Borrowers who applied online for home loans were more likely to have used search and product select tools than those who didn’t apply, a June 7 study suggests — and very few online mortgage sites are successful at getting visitors to apply online.
Nearly one in five online mortgage applicants used search, compared with only 7 percent of those who visited online mortgage-related sites but did not apply, according to “Online Mortgage Shoppers’ Paths To Purchase: Navigational And Survey Data Uncovers How Prospects Use Sites,” a study by Compete and Forrester Research.
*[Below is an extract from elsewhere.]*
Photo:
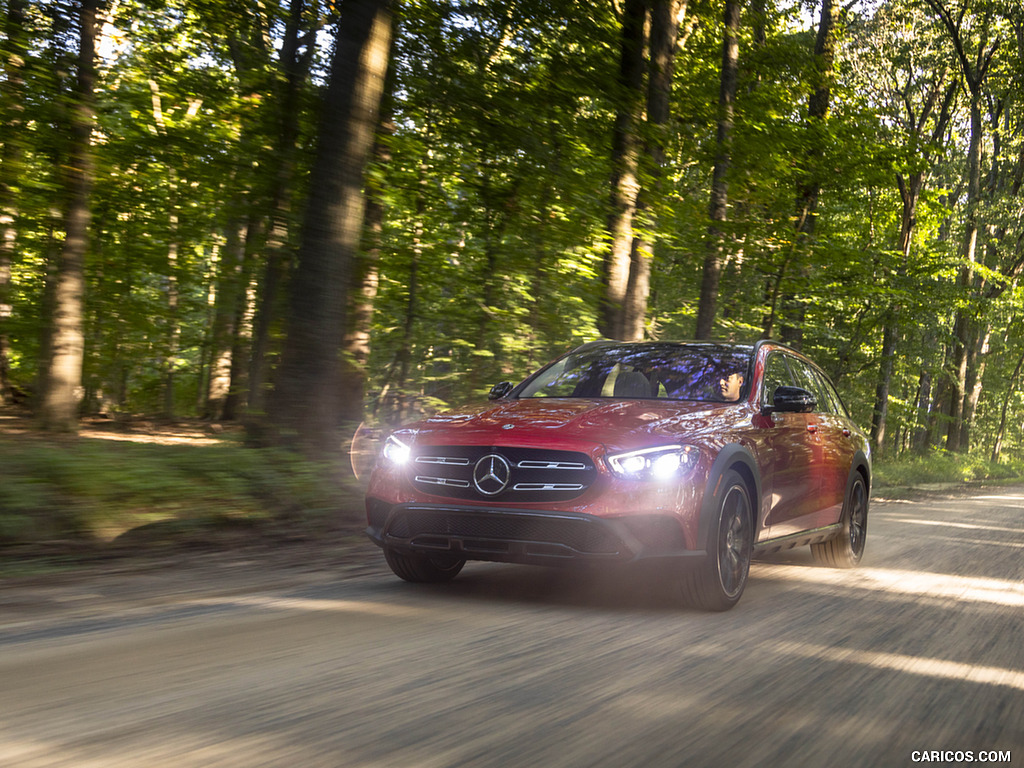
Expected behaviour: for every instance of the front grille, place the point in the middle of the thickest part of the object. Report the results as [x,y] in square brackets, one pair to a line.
[521,474]
[427,525]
The study observed navigational behavior from Compete’s panel of more than 2 million consumers between June and November 2005 and studying consumer activities at 12 of the largest firms, including traditional firms like Bank of America, direct lenders like ditech.com, and loan aggregators like LendingTree.
The study concluded that online mortgage shoppers don’t complete many applications. Of the three most successful sites at converting prospects to applicants, LendingTree, Quicken Loans and Countrywide, only 10 percent of visitors to LendingTree filled out applications online — and LendingTree was the most successful.
This is because most prospects prefer to apply offline, the study said, consistent with other studies by Forrester.
Consumers use Web sites to educate themselves on the process, but the majority want human assistance to complete the decision, according to Forrester. Also, online fulfillment processes are “substandard,” with discontented consumers mentioning problems like having difficulty getting questions answered and confusion on how far along they were in the process.
Aggregators like LendingTree receive 72 percent of all prospect visits, with at least 6 million monthly visitors. In contrast, traditional lenders receive 19 percent of visits, and online lenders account for the remaining 9 percent of prospects.
So-called Gen Xers, often defined as those born in the 1960s to the early 1980s, and Baby Boomers, who are sometimes defined as born between 1946 and 1964, are most likely to research and apply for mortgages online, the study concluded. Baby Boomers are than 41 percent of prospects and applicants, while Gen Xers comprise 26 percent of prospects and 31 percent of applicants.
For traditional lenders such as Wells Fargo and Bank of America, a huge number of online prospects are existing customers – 75 percent for Wells Fargo and 65 percent for Bank of America, the study said.